Denkmaldatenbank

Haus Dessau

Obj.-Dok.-Nr. 09097776
Bezirk Friedrichshain-Kreuzberg
Ortsteil Kreuzberg
Adressen Dessauer Straße 28, 29
Denkmalart Baudenkmal
Sachbegriff Geschäftshaus
Datierung 1908-1909
Entwurf Lachmann & Zauber & Kraaz, Johannes (Architekt)
Bauherr Gesellschaft Haus Dessau mbH

Das 1908-09 erbaute Haus Dessau, Dessauer Straße 28-29, ist ein frühes Beispiel eines Bürogebäudes, das nicht als Firmensitz einer einzigen Gesellschaft, sondern von vornherein für die Vermietung an verschiedenste Nutzer konzipiert war. In Berlin kommt dieser Bautyp ab etwa 1905 auf. Er zeigt an, dass sich das Geschäftsleben in Berlin erheblich ausgeweitet und modernisiert hatte. (1) Nachdem Berlin Reichshauptstadt geworden war, wandelten sich große Teile der Innenstadt von einem Wohngebiet mit geringer Geschäftsnutzung zum Verwaltungs-, Regierungs-, Geschäfts- und Vergnügungsbezirk. Die Dessauer Straße, in unmittelbarer Nähe von Potsdamer und Askanischem Platz mit ihren beiden großen Bahnhöfen, eignete sich für repräsentative Büros in Geschäftsbereichen, die nicht auf Laufkundschaft angewiesen waren. Auch auf dem Grundstück Dessauer Straße 28 stand zuvor ein zweigeschossiges, 1847 errichtetes Wohnhaus, das durch die Citybildung verdrängt wurde. Charakteristisch für die neuen Geschäftshäuser war die Stahlskelettbauweise. Die Raumaufteilung war in diesen Gebäuden völlig flexibel und ließ sich an unterschiedlichste Nutzerwünsche anpassen. Die Gestaltung der Fassade, der Lobby und des Treppenhauses dagegen sollte ein hohes Maß an Repräsentation zeigen.
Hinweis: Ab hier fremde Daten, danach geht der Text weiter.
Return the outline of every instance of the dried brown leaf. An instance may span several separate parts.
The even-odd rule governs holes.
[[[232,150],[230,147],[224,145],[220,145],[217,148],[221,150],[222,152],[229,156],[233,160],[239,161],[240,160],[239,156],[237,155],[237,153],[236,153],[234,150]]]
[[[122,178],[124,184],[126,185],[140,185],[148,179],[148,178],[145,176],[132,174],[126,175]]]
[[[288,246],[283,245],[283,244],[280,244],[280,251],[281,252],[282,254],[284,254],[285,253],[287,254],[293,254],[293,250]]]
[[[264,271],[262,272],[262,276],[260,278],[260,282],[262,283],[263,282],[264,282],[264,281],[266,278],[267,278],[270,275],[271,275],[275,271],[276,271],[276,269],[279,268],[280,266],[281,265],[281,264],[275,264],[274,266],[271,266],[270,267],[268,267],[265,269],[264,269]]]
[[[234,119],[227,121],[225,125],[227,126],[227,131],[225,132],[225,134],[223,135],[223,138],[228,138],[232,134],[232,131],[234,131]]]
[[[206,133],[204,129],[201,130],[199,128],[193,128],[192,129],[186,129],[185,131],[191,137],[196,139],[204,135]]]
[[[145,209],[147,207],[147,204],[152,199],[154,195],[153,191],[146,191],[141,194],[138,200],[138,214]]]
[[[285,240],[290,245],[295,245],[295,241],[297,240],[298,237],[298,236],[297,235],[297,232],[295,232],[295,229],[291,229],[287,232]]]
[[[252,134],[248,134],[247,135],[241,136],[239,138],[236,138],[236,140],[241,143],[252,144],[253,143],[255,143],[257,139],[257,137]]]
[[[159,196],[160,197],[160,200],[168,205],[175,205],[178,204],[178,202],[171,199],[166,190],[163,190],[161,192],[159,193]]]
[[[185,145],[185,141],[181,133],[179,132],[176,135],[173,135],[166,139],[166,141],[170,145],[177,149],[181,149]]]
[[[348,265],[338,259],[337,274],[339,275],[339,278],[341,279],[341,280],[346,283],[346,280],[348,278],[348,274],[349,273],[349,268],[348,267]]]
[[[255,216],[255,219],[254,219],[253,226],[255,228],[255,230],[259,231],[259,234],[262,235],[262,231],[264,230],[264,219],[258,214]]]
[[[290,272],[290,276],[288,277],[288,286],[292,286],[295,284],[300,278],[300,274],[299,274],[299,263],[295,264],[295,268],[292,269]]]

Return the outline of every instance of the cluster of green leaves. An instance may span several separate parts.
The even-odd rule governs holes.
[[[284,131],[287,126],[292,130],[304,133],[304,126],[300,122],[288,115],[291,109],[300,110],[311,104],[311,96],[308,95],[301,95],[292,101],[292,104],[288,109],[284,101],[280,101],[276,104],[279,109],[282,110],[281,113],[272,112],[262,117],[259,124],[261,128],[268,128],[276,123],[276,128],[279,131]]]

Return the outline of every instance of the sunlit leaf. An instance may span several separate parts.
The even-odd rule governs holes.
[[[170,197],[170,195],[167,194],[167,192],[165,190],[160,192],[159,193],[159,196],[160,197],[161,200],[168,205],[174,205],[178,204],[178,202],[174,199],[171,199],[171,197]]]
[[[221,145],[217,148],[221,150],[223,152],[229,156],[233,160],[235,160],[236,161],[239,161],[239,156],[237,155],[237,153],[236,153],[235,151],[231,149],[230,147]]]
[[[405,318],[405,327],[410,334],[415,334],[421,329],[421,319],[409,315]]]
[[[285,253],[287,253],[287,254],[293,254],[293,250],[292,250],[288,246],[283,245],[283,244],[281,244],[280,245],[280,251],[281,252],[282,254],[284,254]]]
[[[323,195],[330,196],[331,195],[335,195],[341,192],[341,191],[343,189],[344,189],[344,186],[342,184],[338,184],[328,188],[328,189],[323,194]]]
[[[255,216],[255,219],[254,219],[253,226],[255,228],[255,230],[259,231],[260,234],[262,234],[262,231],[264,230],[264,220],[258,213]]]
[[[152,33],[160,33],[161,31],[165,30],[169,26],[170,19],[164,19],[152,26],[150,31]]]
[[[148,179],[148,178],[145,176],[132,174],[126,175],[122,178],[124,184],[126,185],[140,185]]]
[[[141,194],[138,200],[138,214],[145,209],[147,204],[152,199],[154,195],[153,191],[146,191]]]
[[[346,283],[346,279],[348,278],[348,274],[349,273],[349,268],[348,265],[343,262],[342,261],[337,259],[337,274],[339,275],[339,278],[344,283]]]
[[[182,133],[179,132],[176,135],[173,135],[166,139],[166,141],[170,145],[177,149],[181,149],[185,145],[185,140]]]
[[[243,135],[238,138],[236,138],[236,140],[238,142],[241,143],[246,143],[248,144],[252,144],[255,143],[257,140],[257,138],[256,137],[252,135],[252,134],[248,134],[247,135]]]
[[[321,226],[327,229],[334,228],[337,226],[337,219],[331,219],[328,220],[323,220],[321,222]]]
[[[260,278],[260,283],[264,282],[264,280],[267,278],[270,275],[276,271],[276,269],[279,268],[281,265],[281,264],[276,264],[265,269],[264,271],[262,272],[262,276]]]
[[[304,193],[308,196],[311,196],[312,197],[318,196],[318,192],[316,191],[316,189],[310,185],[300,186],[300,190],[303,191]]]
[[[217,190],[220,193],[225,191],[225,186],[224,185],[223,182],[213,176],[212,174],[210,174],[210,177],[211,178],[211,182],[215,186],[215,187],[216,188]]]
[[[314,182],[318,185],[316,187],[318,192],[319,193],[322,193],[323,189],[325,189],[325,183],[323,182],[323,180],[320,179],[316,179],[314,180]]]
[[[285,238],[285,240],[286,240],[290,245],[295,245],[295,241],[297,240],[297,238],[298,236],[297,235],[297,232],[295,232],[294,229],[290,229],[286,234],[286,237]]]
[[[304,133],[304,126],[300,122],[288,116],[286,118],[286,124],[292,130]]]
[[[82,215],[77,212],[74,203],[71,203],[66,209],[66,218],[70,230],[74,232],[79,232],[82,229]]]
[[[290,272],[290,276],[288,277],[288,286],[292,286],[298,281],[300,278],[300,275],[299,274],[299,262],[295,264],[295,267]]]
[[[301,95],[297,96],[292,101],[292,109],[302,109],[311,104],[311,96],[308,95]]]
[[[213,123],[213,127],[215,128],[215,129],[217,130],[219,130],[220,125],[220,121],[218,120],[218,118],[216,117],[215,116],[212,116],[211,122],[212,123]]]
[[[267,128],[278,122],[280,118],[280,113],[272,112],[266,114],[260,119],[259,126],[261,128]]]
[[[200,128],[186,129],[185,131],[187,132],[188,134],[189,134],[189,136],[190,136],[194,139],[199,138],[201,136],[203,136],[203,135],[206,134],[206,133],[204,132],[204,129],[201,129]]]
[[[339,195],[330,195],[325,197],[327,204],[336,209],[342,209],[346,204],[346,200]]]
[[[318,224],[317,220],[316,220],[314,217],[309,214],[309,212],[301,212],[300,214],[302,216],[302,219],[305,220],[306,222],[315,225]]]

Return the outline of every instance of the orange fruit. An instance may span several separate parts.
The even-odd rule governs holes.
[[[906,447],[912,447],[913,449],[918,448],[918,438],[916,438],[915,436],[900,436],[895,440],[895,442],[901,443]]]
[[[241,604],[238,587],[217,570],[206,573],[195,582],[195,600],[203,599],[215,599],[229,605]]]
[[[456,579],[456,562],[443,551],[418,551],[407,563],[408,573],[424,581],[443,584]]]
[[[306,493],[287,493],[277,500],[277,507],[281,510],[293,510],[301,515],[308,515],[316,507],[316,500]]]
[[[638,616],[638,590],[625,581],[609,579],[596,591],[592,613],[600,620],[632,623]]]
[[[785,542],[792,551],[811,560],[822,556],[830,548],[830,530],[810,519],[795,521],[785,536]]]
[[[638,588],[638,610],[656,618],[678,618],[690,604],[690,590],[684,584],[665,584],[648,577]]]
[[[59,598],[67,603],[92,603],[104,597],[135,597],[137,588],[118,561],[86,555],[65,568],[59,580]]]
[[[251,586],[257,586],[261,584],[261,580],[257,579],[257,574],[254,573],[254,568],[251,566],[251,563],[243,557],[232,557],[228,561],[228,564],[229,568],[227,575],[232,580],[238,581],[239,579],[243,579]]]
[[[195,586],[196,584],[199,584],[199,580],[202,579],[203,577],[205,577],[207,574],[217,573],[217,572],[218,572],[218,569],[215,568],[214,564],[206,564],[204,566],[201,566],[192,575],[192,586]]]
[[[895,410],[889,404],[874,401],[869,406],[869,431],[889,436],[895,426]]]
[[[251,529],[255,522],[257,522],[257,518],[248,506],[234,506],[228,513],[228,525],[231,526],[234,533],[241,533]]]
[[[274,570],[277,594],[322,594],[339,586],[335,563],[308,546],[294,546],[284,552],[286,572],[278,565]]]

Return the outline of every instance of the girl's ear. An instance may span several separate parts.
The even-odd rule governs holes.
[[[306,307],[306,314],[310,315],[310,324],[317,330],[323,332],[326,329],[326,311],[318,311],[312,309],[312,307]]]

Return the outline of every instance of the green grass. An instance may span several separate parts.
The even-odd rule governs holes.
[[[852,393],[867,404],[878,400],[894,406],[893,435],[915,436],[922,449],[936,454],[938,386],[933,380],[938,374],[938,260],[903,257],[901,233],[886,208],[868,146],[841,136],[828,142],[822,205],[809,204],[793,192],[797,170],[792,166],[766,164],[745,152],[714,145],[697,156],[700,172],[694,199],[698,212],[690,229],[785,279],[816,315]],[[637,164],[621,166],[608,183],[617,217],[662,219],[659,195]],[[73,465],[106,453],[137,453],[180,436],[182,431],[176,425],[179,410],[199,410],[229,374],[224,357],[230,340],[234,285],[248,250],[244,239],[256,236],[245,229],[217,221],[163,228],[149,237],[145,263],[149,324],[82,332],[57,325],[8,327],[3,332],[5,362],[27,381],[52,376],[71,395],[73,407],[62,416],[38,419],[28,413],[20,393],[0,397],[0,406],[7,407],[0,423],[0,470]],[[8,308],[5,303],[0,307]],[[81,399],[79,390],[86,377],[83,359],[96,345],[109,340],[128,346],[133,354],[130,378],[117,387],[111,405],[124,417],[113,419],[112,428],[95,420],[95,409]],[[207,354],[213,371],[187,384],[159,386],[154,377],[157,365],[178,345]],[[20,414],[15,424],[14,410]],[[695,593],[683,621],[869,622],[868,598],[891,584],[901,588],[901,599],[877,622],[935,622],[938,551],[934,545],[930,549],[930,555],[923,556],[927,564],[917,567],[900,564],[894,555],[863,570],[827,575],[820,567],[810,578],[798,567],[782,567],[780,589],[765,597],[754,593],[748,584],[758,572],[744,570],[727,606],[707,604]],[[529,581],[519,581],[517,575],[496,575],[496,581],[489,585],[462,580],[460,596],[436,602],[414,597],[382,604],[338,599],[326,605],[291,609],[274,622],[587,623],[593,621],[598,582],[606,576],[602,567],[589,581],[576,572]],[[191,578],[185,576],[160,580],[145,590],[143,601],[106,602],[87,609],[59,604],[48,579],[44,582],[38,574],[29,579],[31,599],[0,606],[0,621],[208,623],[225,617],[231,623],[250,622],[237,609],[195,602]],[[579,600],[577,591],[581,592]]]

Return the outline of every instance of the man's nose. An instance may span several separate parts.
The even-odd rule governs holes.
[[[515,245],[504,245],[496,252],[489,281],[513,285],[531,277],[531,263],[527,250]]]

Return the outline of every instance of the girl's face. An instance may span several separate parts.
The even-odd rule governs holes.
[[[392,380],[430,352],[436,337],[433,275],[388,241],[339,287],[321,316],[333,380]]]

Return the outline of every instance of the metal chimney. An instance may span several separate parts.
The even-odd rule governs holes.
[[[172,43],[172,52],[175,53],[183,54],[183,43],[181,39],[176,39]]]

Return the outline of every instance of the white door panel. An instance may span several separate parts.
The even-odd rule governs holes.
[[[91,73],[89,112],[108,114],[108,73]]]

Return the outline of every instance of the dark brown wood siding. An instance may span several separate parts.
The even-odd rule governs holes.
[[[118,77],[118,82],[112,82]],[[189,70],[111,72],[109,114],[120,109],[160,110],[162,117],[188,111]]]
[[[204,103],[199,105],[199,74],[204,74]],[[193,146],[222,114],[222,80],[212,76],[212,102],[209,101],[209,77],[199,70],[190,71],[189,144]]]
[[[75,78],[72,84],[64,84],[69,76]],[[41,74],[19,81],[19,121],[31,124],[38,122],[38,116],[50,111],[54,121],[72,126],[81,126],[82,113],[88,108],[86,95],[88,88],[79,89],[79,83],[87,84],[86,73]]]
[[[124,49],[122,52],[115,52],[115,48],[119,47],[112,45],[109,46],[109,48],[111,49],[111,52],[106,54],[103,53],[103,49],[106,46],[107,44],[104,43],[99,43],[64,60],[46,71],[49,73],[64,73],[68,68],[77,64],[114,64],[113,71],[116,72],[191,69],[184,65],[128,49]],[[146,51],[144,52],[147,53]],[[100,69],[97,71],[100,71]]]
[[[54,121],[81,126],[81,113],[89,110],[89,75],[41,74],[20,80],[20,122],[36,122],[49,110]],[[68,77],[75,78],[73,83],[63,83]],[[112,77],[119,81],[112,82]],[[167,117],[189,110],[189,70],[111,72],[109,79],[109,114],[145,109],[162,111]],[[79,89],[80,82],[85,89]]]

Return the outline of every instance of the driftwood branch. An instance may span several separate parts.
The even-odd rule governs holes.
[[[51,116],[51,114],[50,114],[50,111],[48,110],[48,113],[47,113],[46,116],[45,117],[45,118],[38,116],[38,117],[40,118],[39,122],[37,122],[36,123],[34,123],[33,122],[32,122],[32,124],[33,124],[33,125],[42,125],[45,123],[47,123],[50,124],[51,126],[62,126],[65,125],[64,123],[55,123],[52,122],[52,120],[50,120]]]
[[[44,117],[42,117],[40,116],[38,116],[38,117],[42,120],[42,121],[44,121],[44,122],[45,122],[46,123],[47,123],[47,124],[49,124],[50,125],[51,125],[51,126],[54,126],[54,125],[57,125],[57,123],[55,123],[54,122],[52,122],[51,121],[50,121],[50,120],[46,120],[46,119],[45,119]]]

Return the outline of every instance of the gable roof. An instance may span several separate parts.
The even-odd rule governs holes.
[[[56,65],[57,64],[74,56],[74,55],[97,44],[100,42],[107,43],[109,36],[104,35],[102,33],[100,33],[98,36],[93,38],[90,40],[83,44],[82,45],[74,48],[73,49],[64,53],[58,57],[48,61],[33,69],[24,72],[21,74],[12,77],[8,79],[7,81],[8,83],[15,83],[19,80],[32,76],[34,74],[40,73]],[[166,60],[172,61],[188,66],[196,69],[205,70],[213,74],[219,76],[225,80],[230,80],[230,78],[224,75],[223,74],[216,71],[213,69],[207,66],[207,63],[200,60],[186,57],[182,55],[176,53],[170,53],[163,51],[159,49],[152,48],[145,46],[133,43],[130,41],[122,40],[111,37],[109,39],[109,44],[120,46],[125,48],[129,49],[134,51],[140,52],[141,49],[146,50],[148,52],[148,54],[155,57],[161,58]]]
Das Bürogebäude Haus Dessau bestand ursprünglich aus einem Vorderhaus mit zwei quadratischen Innenhöfen, einem Mittelflügel, einem ersten Quergebäude, einem weiteren Seitenflügel und einem zweiten, abgewinkelten Quergebäude. Ab 1912 schloss sich ein langer Seitenflügel und ein etwa 19 Meter breites Vorderhaus bis zur Schöneberger Straße hin an. (2)

Nach Kriegszerstörungen, Enttrümmerung und Sanierung waren nur noch das Vorderhaus an der Dessauer Straße bis auf das Dach und das erste Quergebäude bis zum zweiten Obergeschoss erhalten, der Rest der Anlage war zerstört. 1964 wurde das Grundstück enttrümmert und 1966 auch das erste Quergebäude abgerissen. Erhalten blieb zuletzt nur das Vorderhaus an der Dessauer Straße mit einem kurzen Stück des Mittelfügels.

Die innere Aufteilung des Bürogebäudes blieb nach seiner Erbauung bis auf Eingangshalle und Treppenhaus zunächst offen und wurde nach den Wünschen der Mieter ab 1910 von Etage zu Etage unterschiedlich gestaltet. Die öffentlichen Räume dagegen sind aufwendig mit einer Wandgliederung aus flachem Sockel, Lisenen, Perlenstab und Fries mit insekten- und tierförmigen Flachreliefs gestaltet. Die Beleuchtungskörper sind in die Kassettendecke integriert. Die Türen und eine Pförtnerloge sind mit Kupfer oder Messing beschlagen.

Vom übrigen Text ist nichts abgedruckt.